I have a guest post up at the CSTA blog today. The CSTA blog is running a series of posts about people’s first day of school. That means different things to different people and I give my take at it there. I see fall as a sort of spring for education. Fall is when the work starts and seeds are planted. All during the year (or semester) teachers work hard to cultivate their students – to help them grow in knowledge and wisdom. In the spring (end of the school year) we see what has grown up. The first day of school is the key preparation day.

One of the things I mention in that post is that I really want to visit more classrooms this year. I want to see what teachers are doing, learn what students are motivated by and when ever possible help to support the work that teachers are doing in their own schools.

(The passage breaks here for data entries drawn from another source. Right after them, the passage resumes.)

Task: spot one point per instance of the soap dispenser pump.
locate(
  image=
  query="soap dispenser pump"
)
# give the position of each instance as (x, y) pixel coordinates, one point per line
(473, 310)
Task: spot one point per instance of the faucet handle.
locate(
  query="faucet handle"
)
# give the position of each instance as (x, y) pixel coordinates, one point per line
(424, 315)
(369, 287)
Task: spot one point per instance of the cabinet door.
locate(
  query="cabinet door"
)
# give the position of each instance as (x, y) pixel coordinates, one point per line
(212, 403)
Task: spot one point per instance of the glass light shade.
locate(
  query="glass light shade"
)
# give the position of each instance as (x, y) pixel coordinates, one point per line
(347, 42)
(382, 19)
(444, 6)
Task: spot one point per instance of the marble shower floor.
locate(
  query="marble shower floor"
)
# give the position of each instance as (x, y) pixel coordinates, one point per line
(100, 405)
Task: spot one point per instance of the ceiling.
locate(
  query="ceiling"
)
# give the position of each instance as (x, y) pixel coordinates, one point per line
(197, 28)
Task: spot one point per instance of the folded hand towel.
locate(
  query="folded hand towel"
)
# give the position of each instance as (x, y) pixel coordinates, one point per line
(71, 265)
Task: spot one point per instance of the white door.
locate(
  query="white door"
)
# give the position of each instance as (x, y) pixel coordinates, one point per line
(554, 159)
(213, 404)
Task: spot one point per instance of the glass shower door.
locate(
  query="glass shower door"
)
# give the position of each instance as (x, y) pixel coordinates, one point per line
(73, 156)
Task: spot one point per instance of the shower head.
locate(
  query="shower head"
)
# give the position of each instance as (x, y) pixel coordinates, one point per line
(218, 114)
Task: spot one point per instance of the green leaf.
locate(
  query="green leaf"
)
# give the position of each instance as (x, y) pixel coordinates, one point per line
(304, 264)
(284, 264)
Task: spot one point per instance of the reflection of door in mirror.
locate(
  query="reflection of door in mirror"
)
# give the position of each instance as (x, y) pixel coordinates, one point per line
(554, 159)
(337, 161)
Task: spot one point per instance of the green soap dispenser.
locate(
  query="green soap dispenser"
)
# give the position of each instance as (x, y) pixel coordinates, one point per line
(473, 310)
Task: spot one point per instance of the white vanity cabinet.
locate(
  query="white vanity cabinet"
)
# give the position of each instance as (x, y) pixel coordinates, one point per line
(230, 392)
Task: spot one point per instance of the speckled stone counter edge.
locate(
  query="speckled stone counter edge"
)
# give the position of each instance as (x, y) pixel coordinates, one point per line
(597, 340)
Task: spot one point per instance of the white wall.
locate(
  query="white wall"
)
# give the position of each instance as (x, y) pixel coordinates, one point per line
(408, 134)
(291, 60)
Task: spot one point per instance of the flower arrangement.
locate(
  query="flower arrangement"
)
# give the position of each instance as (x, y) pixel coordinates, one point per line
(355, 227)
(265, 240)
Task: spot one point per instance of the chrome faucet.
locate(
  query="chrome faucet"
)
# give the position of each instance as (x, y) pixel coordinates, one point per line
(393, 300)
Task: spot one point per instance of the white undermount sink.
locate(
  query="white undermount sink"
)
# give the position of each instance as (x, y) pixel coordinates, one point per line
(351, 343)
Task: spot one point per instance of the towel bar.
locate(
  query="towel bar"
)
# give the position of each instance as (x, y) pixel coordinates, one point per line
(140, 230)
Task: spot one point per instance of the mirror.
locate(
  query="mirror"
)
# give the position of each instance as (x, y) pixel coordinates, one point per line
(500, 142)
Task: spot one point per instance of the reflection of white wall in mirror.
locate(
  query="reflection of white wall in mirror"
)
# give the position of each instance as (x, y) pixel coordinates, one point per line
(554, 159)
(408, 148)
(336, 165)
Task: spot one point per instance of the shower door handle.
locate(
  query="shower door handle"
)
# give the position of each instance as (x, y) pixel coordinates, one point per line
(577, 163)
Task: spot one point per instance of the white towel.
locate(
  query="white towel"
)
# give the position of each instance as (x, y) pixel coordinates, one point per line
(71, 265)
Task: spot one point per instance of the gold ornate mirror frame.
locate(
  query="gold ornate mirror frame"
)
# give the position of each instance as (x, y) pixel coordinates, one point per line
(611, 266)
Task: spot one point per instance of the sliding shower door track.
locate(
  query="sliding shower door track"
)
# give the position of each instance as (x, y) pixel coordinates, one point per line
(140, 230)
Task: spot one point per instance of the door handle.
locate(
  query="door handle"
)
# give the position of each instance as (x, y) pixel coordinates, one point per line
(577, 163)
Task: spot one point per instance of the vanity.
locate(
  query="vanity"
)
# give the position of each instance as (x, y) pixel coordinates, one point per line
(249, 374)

One of the things I have learned over the years is that people with industry jobs can provide some very real support for teachers by what a salesman I worked with many years ago called a “swears by it.” Students listen to teachers but are often skeptical that what they are learning is really valid or relevant to industry or even to further academic endeavors. When someone from industry comes into a classroom and reinforces what the classroom teacher is teaching (or swears by it :-) ) the students tend to believe it more. The industry person validates what is going on in class. It’s a shame that it takes this and in some societies, where teachers are properly valued, its not necessary but for now all to often this is a surprisingly valuable assist. Plus for me it is a real treat to talk to students so I see this as win-win-win.

If you are a teacher within driving distance (say two hours or so) from Southern New Hampshire and would like a guest speaker let me know (AlfredTh (at) Microsoft.com) and maybe we can work something out.

Yes, I’d like to visit schools outside the area and when travel permits I will. But believe it or not I have a limited budget for travel. In some cases I may be able to arrange for other people in the education team to make some visits. Most of them are better looking than I am and (don’t tell them I said this) smarter than I am as well.